Published July 15, 2003

How do tragedies like these happen?

When I hear stories about young children dying in hot cars, I just shake my head. How does something like that happen? Before I had kids of my own, I found these stories shocking. Now that I'm a dad, they've become nothing short of mind-numbing.

If you flipped to page 4A looking for a lighthearted, fun-packed column, you've come to the wrong place. Check back next week. I'm ranting about something serious this week -- deadly serious.

TV news and newspapers have been reporting on a seemingly daily stream of child-death stories, a few of which have happened in Tennessee. A 22-month-old boy died after he was left in his mother's van earlier this month in Nashville. A 2-year-old girl suffered a similar fate a few days earlier in Memphis. Those are just two of the in-state cases this summer. If you perform a few seconds of Internet searching, you'll find a lengthy list of related tragedies across the country.

Again, I ask, how does something like that happen? The Memphis girl was overlooked by day-care workers who were ignoring state law regarding transportation and passenger checks. In the case of the Nashville boy, it was his own mother who forgot to take him into the day-care center where she worked. This isn't a wallet or purse or cell phone -- we're talking about offspring here. Have parents become so frazzled and overscheduled that it's now possible to be so profoundly absentminded?

Can someone explain that?

If you're like me, you're thinking the Nashville case might have another layer, a sinister layer. It's bad enough that an anonymous day-care worker who makes a few bucks more than minimum wage can forget a child in a car, but how can a parent? Maybe it was a honest mistake, but it's hard to fathom.
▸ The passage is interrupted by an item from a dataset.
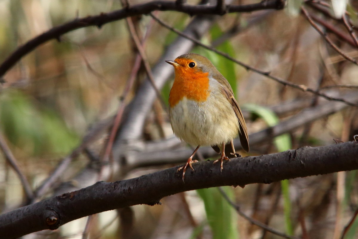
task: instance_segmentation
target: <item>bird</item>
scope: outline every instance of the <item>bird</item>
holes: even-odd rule
[[[235,155],[233,140],[238,135],[242,149],[248,152],[248,136],[245,120],[230,84],[207,58],[188,53],[165,62],[174,67],[175,77],[169,95],[171,128],[181,140],[196,148],[183,169],[184,181],[188,166],[201,146],[211,146],[221,157],[220,170],[226,154]]]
Sinister or not, you can bet the news media will keep us posted. That's what we do, after all, but I can't help wondering if these tragic stories might be the work of a phenomenon I call "summer of the shark" reporting. A few years ago there was a rash of media coverage of shark attacks. Remember that? It started with a death or two early in the summer, and by mid-July we were smack in the middle of the "summer of the shark." Certainly there were some legitimate shark-attack stories to cover that summer, but judging by the media feeding frenzy, you'd think America's coastal waters teeming ominous dorsal fins every 30 feet or so.

I know how the news game works. Newspaper editors and TV news producers aren't trying to be deceitful or sensational in their coverage, and they run with what the day gives them. Presenting the news is all about judgment -- judgments about content, relative importance and reader (or viewer) interest. When two or more similar tragedies happen within a few days of one another, a pattern emerges. Reporters like to point out patterns, whether they be children killed in tragic accidents or a handful of shark attacks. Patterns of unrelated, yet similar, tragedies are much more newsworthy than a single occurrence.

As a local example, take a look in the pages of the Crossville Chronicle. You won't get through too many issues without reading a front-page story about methamphetamines. It's not that the Chronicle is artificially pumping up the problem of meth production and addiction, but since meth has become such an epidemic in the area, each individual story is that much more important than if it were an individual, isolated instance. In and of themselves the individual stories wouldn't be quite so noteworthy, but when presented in the context of an ongoing issue, they have a more significant impact.

Reporting practices aside, two young children are dead. I can't get past that, and I can't understand it. When I search for answers, I know I'm going to come up empty. There is no "why." There are no answer that will satisfy me. They didn't have to die, not like that. What a waste, and what stupid, stupid mistakes.